During slavery, Black people were forced to labor for the enrichment of America. After slavery, the emancipated suffered violent repression and exploitation under Jim Crow laws and black codes in the South and de facto segregation across the nation. The end of slavery also saw the rise of slavery by another name in the form of excessive imprisonment, which conscripted hundreds of thousands of unjustly incarcerated Black men and women to generations of unpaid labor on behalf of public and private interests. Black people today continue to be stymied by systemic racism and white supremacy. The results of those inequities show up in unequal access to education, healthcare, housing, in unemployment and underemployment, and in the enforcement of the rule of law that is both racist and discriminatory. It is precisely because of these ongoing inequities that we need restorative justice. 

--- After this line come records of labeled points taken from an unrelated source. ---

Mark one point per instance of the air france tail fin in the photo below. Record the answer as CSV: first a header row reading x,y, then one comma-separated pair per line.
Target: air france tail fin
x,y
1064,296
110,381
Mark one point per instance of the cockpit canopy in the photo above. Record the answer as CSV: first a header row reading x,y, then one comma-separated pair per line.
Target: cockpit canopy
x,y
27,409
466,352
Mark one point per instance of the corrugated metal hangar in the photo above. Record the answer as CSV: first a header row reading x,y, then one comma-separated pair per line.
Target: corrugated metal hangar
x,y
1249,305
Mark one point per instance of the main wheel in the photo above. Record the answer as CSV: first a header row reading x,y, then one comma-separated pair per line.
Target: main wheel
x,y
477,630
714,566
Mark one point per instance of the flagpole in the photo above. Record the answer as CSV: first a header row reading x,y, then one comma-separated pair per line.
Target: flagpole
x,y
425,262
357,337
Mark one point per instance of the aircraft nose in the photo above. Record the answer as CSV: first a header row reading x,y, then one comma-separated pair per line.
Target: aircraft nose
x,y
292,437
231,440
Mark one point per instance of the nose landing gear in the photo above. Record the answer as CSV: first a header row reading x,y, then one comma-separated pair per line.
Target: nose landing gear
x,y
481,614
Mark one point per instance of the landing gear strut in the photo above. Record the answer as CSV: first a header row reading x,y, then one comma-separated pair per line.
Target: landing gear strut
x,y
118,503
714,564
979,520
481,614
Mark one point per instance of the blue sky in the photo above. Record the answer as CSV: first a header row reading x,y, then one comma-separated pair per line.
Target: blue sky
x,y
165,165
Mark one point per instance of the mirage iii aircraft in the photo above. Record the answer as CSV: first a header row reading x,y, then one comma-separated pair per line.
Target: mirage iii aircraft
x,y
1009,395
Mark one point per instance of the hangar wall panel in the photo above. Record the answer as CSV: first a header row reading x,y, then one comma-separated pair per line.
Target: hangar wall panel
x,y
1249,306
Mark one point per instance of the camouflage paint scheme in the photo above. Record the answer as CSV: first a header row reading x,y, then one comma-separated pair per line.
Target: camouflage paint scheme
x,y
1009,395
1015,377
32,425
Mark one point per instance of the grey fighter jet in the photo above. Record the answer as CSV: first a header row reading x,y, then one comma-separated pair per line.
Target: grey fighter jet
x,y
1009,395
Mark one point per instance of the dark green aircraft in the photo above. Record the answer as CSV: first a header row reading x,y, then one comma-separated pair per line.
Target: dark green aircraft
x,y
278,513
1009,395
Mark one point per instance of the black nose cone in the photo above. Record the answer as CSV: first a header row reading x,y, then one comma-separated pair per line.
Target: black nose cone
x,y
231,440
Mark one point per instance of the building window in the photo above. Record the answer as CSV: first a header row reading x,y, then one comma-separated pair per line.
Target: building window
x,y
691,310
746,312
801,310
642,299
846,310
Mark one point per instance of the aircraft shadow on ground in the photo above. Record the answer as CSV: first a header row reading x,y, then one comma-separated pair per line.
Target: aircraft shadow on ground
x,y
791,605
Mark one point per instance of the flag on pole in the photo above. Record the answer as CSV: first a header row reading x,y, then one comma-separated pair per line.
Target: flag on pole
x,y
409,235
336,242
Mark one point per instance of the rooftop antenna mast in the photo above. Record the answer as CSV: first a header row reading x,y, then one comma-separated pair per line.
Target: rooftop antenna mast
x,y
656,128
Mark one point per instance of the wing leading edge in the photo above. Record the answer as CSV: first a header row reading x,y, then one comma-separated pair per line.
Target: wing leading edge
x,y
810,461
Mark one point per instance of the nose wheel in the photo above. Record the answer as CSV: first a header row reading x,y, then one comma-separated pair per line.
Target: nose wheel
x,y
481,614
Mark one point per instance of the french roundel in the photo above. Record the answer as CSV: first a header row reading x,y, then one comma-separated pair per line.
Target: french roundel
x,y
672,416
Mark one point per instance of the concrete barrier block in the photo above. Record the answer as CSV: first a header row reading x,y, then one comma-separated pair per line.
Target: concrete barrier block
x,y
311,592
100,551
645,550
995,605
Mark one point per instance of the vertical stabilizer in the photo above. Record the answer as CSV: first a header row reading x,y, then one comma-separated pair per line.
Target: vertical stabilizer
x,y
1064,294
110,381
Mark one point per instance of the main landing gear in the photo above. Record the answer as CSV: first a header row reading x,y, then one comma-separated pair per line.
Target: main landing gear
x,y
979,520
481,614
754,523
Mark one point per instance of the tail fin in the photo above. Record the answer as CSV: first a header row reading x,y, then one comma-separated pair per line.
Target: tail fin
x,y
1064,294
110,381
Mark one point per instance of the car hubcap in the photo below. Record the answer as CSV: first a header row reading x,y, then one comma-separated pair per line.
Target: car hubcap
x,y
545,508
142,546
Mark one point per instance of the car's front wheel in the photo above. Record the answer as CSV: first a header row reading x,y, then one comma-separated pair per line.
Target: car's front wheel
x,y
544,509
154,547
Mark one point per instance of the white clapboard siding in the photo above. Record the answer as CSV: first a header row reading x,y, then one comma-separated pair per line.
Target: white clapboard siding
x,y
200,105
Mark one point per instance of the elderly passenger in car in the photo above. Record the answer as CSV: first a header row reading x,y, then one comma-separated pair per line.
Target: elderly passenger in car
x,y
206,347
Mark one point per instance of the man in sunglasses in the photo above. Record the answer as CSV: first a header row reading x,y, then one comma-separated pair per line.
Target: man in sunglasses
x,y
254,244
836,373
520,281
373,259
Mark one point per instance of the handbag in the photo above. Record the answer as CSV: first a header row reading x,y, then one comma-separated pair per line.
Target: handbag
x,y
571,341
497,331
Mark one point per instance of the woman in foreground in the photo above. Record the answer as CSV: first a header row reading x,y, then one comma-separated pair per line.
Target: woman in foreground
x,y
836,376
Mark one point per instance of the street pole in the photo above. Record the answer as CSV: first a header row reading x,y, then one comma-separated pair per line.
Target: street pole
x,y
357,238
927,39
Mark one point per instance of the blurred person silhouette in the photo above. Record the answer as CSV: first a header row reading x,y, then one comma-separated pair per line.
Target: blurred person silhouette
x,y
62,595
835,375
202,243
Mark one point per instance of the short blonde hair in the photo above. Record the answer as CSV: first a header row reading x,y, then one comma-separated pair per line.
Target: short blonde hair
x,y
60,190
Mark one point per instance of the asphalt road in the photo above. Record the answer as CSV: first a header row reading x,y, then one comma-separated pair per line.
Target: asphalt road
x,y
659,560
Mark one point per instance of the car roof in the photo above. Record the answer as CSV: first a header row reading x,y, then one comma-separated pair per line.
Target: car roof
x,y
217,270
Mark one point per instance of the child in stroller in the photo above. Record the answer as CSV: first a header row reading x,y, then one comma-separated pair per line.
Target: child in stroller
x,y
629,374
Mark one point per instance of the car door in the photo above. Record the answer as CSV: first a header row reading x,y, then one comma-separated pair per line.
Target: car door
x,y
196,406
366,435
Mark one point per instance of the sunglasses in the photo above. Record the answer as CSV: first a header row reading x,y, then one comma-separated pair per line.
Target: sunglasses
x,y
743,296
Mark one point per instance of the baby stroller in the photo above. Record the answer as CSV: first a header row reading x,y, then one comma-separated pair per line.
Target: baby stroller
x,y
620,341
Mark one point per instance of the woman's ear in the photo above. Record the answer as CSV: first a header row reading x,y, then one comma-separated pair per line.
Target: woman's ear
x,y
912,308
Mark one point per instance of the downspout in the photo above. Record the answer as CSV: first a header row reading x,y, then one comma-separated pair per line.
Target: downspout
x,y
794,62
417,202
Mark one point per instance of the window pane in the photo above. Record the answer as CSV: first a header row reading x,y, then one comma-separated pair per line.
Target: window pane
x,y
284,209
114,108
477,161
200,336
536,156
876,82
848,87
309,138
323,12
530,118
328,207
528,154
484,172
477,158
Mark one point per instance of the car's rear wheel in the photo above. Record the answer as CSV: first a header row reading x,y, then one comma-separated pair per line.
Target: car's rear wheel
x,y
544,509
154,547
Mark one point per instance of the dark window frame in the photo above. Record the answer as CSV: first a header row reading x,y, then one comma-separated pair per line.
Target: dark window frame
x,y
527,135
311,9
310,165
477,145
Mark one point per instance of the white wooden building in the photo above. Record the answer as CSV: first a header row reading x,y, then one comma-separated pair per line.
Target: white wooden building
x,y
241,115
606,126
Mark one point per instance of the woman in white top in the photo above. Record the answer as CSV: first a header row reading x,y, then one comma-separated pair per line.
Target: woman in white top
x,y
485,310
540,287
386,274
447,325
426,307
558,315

Actions like the ones by Asheville, are not the first, and should not be the last. There needs to be a formal recognition from our state and federal government for its role in the enslavement or post-slavery apartheid of millions of Blacks. Federal bills like H.R. 40 in Congress attempt to begin the process of reparatory justice for the violence of enslavement. Additionally, in the wake of prolonged protests for thousands of victims of police brutality, not coincidentally against the descendants of enslaved Americans and others in minoritized racial groups, there is now a growing recognition that policing is a fundamentally violent and racist institution that needs to be dismantled – not merely reformed. When it comes to conversations about racial justice and equity, reparations and police divestment are all part of the same conversation. 

For these reasons and many others, we have joined the calls to divest from police and for reparations. 

Divesting would mean a critical downscaling of police budgets in our cities and reinvesting those funds to support people and services in marginalized communities that have been neglected for far too long. It means funds for initiatives like education, healthcare, and other local resources that would improve public safety and well-being. Cities like Asheville, Raleigh, and Charlotte have inflated law enforcement budgets. And, far from keeping our communities safe, law enforcement perpetuates a cycle of violence and injustice – while the urgent issues of poverty, mental illness, and substance abuse go unaddressed. By shrinking our law enforcement budget, we can help end decades of racially driven social control and oppression as well as address social problems at their root instead of investing in an institution that further oppresses and terrorizes communities. 

Amid this national reckoning against racial injustice, we now have a historic opportunity to divest from a broken, biased system of policing and begin the process of making reparations by reinvesting those dollars in the Black and Brown communities that have been unjustly targeted.  Whether justice prevails depends on us and our ability to heed to the leadership and the voices of Black people demanding freedom. Until Black Lives Matter, we acknowledge the reasons why reparations are needed and hold ourselves accountable, there will be no real justice.

Asheville doesn’t hold the answers, but it’s setting an example for North Carolina on one way to get there. We hope others will follow suit.